PUTRAJAYA - Families of Flight MH370 passengers are still holding on to hope that their loved ones are safe, saying they will only grieve once there was concrete proof that the plane crashed.
Selamat Omar, 60, said he still believed his son, aviation engineer Mohamad Khairul Amri, was alive with the rest of the passengers and crew of the Boeing 777-200 "somewhere in the world".
Referring to the announcement by Prime Minister Datuk Seri Najib Tun Razak, Selamat commented: "He said 'ended' (in the southern Indian Ocean). He never said 'crashed'."
"People are offering me condolences but no one has given me any evidence.
"Until there is evidence to suggest that my son is dead, I am not going to abandon him," Selamat said, and appealed to the media and public not to eulogise the passengers and crew until there was proof that they perished.
Mohamad Sahril Shaari, whose cousin Ahmad Razahan Zamani was aboard the plane with his wife Norliakmar Hamid on their way to their honeymoon in Beijing, said: "I hope the authorities can provide us with evidence.
"It took them (two) years to find the (wreckage of the) French plane (which went down in the Atlantic Ocean off Brazil in June 2009) so I'm prepared to wait that long as well."
Counsellors at the Everly Hotel, where nine families of passengers are staying, said the ambiguity of the case now was proving a challenge for them to provide comfort to the next of kin.

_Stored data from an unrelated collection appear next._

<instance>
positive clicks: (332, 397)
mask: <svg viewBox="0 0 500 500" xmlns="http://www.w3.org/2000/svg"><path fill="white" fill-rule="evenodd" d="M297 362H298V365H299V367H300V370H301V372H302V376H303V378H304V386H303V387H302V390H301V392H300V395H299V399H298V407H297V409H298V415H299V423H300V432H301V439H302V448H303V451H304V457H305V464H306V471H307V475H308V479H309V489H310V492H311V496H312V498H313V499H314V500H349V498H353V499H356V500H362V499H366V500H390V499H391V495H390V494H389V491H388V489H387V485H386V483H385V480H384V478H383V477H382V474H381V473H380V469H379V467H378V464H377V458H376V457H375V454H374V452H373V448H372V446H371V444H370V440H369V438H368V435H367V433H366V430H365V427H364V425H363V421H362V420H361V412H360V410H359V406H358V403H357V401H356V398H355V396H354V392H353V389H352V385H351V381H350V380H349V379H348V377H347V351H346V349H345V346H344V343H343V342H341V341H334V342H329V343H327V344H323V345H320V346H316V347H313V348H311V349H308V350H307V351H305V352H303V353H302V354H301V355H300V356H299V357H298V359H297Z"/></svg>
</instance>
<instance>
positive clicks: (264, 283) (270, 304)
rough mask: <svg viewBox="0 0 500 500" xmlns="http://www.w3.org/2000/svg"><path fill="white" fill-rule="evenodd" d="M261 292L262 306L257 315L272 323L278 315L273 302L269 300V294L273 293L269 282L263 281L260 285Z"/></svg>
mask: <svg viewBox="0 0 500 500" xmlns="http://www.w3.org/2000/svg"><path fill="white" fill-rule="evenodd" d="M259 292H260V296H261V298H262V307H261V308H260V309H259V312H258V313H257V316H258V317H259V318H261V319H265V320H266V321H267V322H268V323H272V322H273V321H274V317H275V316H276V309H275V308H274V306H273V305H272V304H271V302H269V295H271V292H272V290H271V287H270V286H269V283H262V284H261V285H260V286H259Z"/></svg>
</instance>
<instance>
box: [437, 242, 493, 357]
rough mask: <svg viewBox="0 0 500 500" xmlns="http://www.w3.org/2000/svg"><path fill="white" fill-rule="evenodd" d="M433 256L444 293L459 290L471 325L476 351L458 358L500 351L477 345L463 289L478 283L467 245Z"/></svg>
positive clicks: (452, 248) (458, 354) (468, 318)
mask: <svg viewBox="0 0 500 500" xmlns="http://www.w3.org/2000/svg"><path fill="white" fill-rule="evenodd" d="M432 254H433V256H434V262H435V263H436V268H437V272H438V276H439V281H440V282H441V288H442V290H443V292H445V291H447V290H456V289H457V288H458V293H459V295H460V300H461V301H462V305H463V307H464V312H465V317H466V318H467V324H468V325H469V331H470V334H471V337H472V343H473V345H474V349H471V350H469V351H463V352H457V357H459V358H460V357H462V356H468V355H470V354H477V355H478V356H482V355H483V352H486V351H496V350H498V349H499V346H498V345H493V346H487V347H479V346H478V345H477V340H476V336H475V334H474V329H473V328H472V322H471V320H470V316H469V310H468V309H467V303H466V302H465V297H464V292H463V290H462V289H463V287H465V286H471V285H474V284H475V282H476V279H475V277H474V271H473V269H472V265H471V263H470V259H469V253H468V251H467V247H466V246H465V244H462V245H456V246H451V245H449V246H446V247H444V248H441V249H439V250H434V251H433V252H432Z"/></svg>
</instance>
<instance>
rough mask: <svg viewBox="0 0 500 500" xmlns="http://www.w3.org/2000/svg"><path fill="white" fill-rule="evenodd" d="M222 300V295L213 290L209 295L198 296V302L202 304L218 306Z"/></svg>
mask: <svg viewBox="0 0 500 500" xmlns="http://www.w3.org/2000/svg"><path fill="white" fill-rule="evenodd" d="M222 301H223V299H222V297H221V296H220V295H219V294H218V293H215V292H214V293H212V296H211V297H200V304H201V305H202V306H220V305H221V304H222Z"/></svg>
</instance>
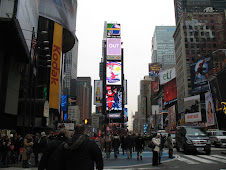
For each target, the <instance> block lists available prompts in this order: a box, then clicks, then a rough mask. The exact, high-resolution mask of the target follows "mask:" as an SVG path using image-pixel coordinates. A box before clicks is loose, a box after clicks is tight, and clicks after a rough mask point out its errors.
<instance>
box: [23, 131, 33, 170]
mask: <svg viewBox="0 0 226 170" xmlns="http://www.w3.org/2000/svg"><path fill="white" fill-rule="evenodd" d="M32 145H33V141H32V136H31V134H27V135H26V136H25V138H24V151H23V155H22V160H23V164H22V168H29V166H28V160H29V159H30V155H31V150H32Z"/></svg>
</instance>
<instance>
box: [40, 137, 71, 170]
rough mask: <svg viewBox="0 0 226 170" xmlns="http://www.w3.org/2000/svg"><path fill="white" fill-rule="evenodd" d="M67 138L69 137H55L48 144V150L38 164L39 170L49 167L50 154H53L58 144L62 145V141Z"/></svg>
mask: <svg viewBox="0 0 226 170" xmlns="http://www.w3.org/2000/svg"><path fill="white" fill-rule="evenodd" d="M66 139H67V138H66V137H60V136H58V137H57V138H56V139H53V140H52V141H50V142H49V143H48V144H47V150H46V152H45V153H44V154H43V155H42V158H41V160H40V162H39V165H38V170H44V169H46V168H47V167H48V160H49V158H50V156H51V155H52V153H54V151H55V150H56V149H57V148H58V146H60V144H61V143H63V142H64V141H66Z"/></svg>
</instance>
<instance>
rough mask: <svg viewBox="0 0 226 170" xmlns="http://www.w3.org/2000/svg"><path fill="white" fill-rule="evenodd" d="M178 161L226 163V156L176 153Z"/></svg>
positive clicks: (188, 162) (185, 161)
mask: <svg viewBox="0 0 226 170" xmlns="http://www.w3.org/2000/svg"><path fill="white" fill-rule="evenodd" d="M175 156H176V158H177V160H178V161H182V162H185V163H187V164H193V165H195V164H202V163H205V164H217V163H218V162H220V163H225V164H226V157H225V156H221V155H183V156H179V155H175Z"/></svg>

"They are trying to understand what was meant by the word 'ended'. They are grieving with ambiguous loss.
"While it is good that the (Prime Minister's) statement had answered 20 per cent to 30 per cent of their questions, they are still bothered.
Some are choosing to wait before allowing themselves to grieve," said Public Service Department Psychology Management Division director Dr Abd Halim Mohd Hussin.

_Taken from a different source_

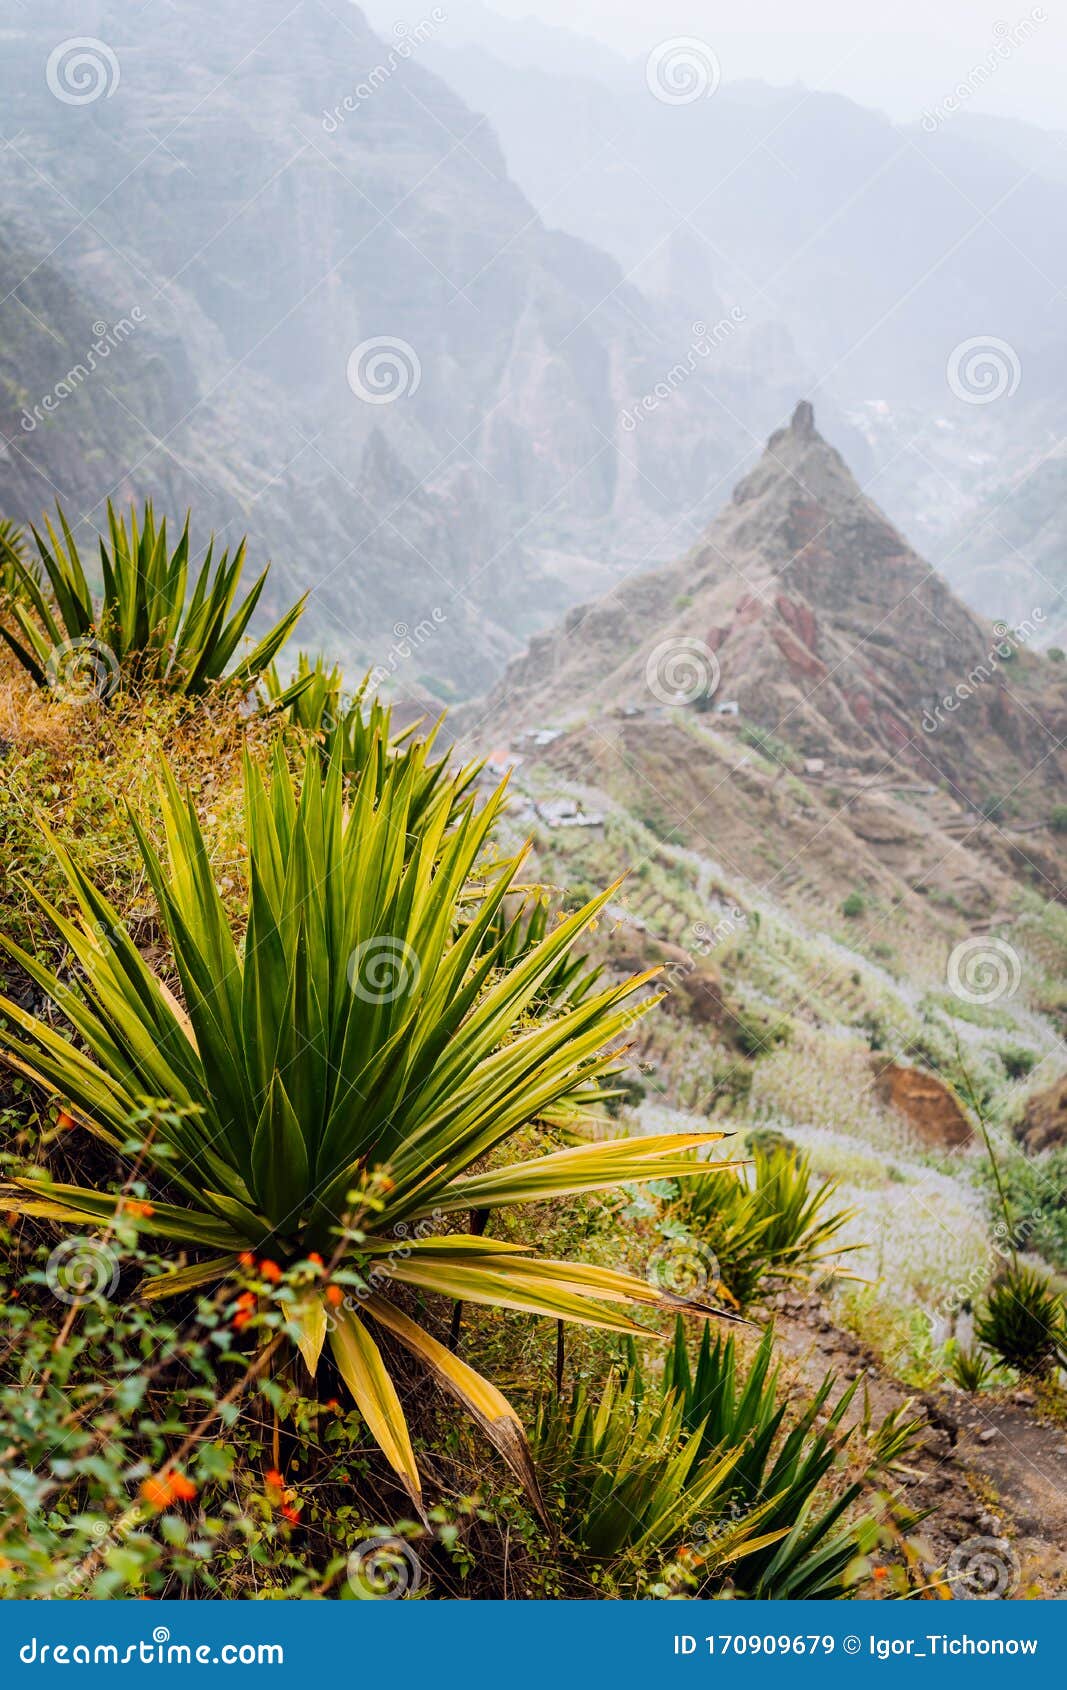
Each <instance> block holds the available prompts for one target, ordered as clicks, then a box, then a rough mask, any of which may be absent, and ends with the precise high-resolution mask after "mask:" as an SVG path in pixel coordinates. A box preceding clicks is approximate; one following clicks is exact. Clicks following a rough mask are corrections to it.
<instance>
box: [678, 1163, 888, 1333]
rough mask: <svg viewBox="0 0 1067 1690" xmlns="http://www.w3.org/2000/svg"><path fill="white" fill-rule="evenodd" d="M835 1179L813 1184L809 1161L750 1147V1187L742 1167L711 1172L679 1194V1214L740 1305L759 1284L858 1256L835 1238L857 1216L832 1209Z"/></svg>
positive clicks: (854, 1247)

Perdana University Graduate School of Medicine Assoc Prof of Psychiatry Datuk Dr Andrew Mohanraj said it was the lack of evidence and the extraordinary circumstances that were keeping the next of kin from properly experiencing the four stages of grief.
"In the typical grieving process, one must go through shock and disbelief first, to profound sadness to anger and slowly acceptance, as steps for them to heal from such tragedy.
"Unfortunately, these people may not be able to move on to the next phases and are stuck in denial or profound sadness or anger because this is a unique situation, with the lack of evidence only exacerbating their emotions," he said.
Dr Andrew said it would be hard for the families to return to normalcy, and the public could play a role by offering well wishes and support.